THE UNIVERSITY OF NORTH CAROLINA AT ASHEVILLE
Statement of Faculty Senate Action:
APC 24: Changes in Pre-Law Catalog Listing
Effective Date: Fall semester, 2001
Second sentence of Pre-Law Program on page 47 of 2000-2001 catalog that reads "Although the majority of students going on to law traditionally major in Political Science, History, or Economics, UNCA graduates in fields as diverse as Psychology, Mathematics, Literature, Management and Classics have done well in law schools throughout the nation."
"Accordingly, undergraduates interested in the law have majored in a wide range of disciplines at the University and have gained acceptance to law schools throughout the nation."
The impact will be to encourage majors from all disciplines throughout the University. No future staffing needs or course offerings should be affected.
The language was originally placed in the catalog twenty years ago when the University had fewer programs and majors. The new proposed language reflects the growth and development of the University and its programs over the last two decades. Moreover, the new language seeks to be inclusive and not exclusive, thus de-emphasizing the importance of any particular major to admission to law school. Lastly, the new language also encourages diversity in majors who want to further their careers in the law, an appropriate affirmation for the University's liberal arts mission and also a more accurate representation of the changing nature of the profession itself.
Delete: The entire second paragraph beginning with "Any student..'
Theoretically, the deletion of the 90-hour requirement eliminates the possibility of any student at the University enrolling in an accredited law school with such a concurring program, but, in practice, the impact would be nil since no such programs exist today. Moreover, in more than twenty years only one student actually enrolled in such a program, now defunct, yet at least five or six students ask about the program each year. The elimination of the program would not affect future staffing or course needs.

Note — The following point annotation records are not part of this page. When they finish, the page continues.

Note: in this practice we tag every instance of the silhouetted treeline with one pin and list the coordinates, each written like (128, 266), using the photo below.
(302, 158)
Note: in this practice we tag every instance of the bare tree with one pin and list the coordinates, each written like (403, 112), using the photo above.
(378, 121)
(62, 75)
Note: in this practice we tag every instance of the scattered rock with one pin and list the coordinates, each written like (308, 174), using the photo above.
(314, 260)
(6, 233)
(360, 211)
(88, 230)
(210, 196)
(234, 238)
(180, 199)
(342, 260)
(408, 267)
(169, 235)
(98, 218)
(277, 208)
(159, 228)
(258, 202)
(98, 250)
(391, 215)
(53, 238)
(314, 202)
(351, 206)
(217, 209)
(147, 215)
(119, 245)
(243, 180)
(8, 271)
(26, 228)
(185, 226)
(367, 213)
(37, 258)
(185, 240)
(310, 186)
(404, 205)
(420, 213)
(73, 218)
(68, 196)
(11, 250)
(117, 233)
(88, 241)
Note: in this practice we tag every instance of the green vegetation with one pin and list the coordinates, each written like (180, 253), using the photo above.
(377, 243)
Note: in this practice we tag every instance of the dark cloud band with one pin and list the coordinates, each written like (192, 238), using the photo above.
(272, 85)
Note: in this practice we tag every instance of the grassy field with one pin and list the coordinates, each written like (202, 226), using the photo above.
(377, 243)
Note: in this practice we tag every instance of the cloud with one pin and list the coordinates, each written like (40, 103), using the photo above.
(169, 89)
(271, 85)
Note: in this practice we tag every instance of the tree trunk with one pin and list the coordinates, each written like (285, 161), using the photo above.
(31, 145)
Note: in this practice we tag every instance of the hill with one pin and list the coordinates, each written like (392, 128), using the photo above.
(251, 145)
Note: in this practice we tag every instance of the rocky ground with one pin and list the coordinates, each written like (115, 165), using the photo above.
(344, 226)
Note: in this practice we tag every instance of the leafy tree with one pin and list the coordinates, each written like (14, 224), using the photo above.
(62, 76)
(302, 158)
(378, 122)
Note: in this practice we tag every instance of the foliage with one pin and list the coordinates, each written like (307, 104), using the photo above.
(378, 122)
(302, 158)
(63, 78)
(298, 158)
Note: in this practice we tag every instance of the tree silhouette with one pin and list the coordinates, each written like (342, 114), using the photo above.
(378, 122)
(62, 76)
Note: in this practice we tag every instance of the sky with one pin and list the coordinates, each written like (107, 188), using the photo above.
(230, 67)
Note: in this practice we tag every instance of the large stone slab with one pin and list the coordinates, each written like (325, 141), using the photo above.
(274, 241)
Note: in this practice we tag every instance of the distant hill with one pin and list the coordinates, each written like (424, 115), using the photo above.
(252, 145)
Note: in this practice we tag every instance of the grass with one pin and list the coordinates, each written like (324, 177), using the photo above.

One of a number of conditional programs begun by law schools thirty years ago when few students applied and they had a need to fill seats, the "3 + 3" program has been set aside by almost all the nation's currently accredited 182 law schools. Thus, the catalog statement misleads students by implying that such programs exist, that they can skip their senior year and apply directly to law school, and that, somehow, UNCA has agreements with law schools allowing this. At an earlier stage of its development, the University appropriately might have encouraged such admissions, but now, as a recognized leader in undergraduate education, students should be advised that, if they stay at the University and complete their degrees, they will be stronger candidates overall for admission to professional and graduate schools.